Procedural requirements:
- The Association must publish a written justification for any veto within 48 hours of exercising it.
- The justification must be posted on the governance forum and clearly state the grounds for the veto.
- The veto is subject to community override: following a veto, the community may resubmit the proposal under Category A (SDGP) with standard timelines.
If the resubmitted proposal is approved with a quorum of at least 20% of the total vlSDT supply, the Stake DAO Association shall use reasonable efforts to implement the outcome, unless doing so would:
(i) violate applicable law;
(ii) expose the Association or its members to legal or regulatory liability; or
(iii) pose a material risk to the security or integrity of the protocol.
Limitations:
- The veto right is a protective mechanism and shall not be used to override legitimate governance decisions based on policy disagreement.
- The Association shall maintain a public log of all vetoes exercised, including the date, proposal reference, and grounds.
5. Delegation of voting power
Once vlSDT is live, users will be able (but not obligated) to delegate their vlSDT voting rights to a delegate of their choice. This will be done thanks to the standard delegation strategy of Snapshot. vlSDT holders who have delegated their voting rights will always be able to override their delegate’s vote on a proposal by voting themselves.
This will increase the participation in proposals, especially in a context where, with the new governance framework, the number of proposals is expected to increase. It will also help reaching super-quorum which is nearly impossible otherwise.
Delegation Disclaimer:
Delegation does not transfer ownership of vlSDT and does not create any fiduciary duty between the delegator and the delegate.

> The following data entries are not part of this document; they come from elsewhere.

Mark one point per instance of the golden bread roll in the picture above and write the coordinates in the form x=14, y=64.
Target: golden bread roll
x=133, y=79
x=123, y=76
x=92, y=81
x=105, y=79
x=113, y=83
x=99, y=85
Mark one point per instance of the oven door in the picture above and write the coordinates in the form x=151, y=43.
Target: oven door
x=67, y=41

Delegates act independently and are not agents, representatives, or fiduciaries of the Stake DAO Association.
6. Summary Table
| Parameter | Cat. A (SDGP) | Cat. B (Emergency) | Cat. C (Minor) | Cat. D (Lending) |
|---|---|---|---|---|
| Forum debate | 3 days (before vote) | 24h (concurrent) | 24h (concurrent) | 3 days (concurrent) |
| Voting period | 7 days | 24h | 24h | 3 days |
| Quorum | 15% | 30% | 30% | 15% |
| Approval | Simple majority | Simple majority | Simple majority | Simple majority |
| Super-quorum | 50% total supply | 50% total supply | 50% total supply | 50% total supply |
| Timelock pre-submit | No | No | No | Yes (≥3 days) |
7. Transition Provisions
- This framework takes effect immediately if accepted by governance, apart from the veSDT to vlSDT migration and the delegation framework that will take effect upon deployment of the vlSDT contract and the completion of the Snapshot space update to vlSDT-based voting.

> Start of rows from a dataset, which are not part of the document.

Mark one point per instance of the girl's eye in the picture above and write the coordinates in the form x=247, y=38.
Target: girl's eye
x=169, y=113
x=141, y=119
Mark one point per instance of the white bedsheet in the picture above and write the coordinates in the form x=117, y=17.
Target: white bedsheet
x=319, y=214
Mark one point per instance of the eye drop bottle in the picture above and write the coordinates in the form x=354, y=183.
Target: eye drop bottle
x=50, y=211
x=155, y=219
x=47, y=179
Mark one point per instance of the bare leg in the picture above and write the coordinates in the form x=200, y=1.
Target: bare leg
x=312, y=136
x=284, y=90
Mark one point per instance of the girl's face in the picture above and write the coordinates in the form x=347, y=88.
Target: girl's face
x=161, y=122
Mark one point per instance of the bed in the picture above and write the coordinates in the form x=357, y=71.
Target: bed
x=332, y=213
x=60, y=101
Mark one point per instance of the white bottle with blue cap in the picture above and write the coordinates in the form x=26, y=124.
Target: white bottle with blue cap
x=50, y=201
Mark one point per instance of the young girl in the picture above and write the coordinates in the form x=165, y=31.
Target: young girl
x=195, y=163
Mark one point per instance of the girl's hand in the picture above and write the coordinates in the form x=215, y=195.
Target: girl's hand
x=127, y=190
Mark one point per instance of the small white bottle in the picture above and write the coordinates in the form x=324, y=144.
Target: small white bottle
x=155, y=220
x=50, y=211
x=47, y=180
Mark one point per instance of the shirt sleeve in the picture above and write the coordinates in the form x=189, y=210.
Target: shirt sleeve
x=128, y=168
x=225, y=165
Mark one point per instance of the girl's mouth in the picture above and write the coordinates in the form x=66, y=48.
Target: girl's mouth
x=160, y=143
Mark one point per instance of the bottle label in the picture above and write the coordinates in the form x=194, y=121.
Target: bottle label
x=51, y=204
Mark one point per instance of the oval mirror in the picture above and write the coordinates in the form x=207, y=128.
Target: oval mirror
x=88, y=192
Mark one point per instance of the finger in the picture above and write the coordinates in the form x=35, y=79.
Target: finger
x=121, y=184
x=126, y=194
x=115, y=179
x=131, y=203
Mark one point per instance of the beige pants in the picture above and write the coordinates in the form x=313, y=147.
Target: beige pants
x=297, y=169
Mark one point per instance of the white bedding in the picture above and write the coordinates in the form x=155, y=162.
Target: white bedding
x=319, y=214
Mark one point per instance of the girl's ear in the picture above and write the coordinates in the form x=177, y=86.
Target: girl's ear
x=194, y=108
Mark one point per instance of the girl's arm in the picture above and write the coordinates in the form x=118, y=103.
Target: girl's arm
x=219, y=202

- The unified SDGP category from SDGP-26 is superseded by this framework. Existing proposal numbering (SDGP-XX) is retained for continuity.
Limitation of Liability
To the fullest extent permitted by applicable law, neither the Stake DAO Association, its board members, contributors, delegates, nor any multisig signers shall be liable for any direct or indirect loss arising from:
- governance decisions,
- proposal execution or non-execution,
- smart contract interactions,
- or reliance on governance outcomes.
All actions are undertaken on a best-effort basis within a decentralised environment.

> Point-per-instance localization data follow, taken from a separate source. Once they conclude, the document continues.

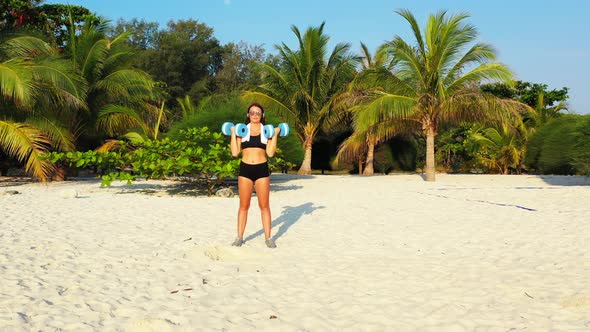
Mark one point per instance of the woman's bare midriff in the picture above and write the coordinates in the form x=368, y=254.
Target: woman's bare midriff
x=253, y=156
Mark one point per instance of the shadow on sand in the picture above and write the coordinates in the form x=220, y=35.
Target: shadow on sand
x=290, y=215
x=565, y=180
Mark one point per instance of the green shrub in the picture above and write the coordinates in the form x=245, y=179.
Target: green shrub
x=214, y=111
x=562, y=146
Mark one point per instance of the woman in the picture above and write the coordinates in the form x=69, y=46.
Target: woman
x=254, y=172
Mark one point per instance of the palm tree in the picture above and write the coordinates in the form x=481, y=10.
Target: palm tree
x=360, y=145
x=499, y=149
x=303, y=86
x=121, y=99
x=37, y=89
x=437, y=80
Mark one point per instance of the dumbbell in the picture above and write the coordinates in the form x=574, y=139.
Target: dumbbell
x=269, y=130
x=240, y=129
x=284, y=129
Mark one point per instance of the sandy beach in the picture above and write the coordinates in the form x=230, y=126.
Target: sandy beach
x=381, y=253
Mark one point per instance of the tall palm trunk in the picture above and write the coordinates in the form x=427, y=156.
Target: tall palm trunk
x=305, y=168
x=369, y=170
x=430, y=168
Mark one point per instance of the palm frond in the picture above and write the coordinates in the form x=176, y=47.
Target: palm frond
x=26, y=144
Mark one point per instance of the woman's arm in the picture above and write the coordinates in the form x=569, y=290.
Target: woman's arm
x=271, y=146
x=234, y=143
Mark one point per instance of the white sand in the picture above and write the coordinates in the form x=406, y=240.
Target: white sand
x=382, y=253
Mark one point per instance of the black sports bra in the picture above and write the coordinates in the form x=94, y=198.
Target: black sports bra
x=254, y=142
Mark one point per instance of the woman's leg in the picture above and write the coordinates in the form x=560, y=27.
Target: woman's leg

No participant should rely on governance outcomes as guarantees of any economic or technical result.
Vote
For (Yes): Approve the updated governance framework as described, including the four proposal categories, super-quorum mechanism, and Association veto right.
Against (No): Reject the proposal and maintain the current governance framework.
Abstain: Take no position on this proposal.
References
- SDGP-26 — Simplification of Proposal Categories into a Unified SDGP Framework
- SDGP-63 — Migration from veSDT to vlSDT
- SDGP-65 — Refund of Affected Users from the March 12, 2026 Incident
- SDGP-58 — Curation Vertical
- Stake DAO Governance Documentation
This proposal follows the Stake DAO Proposal Framework.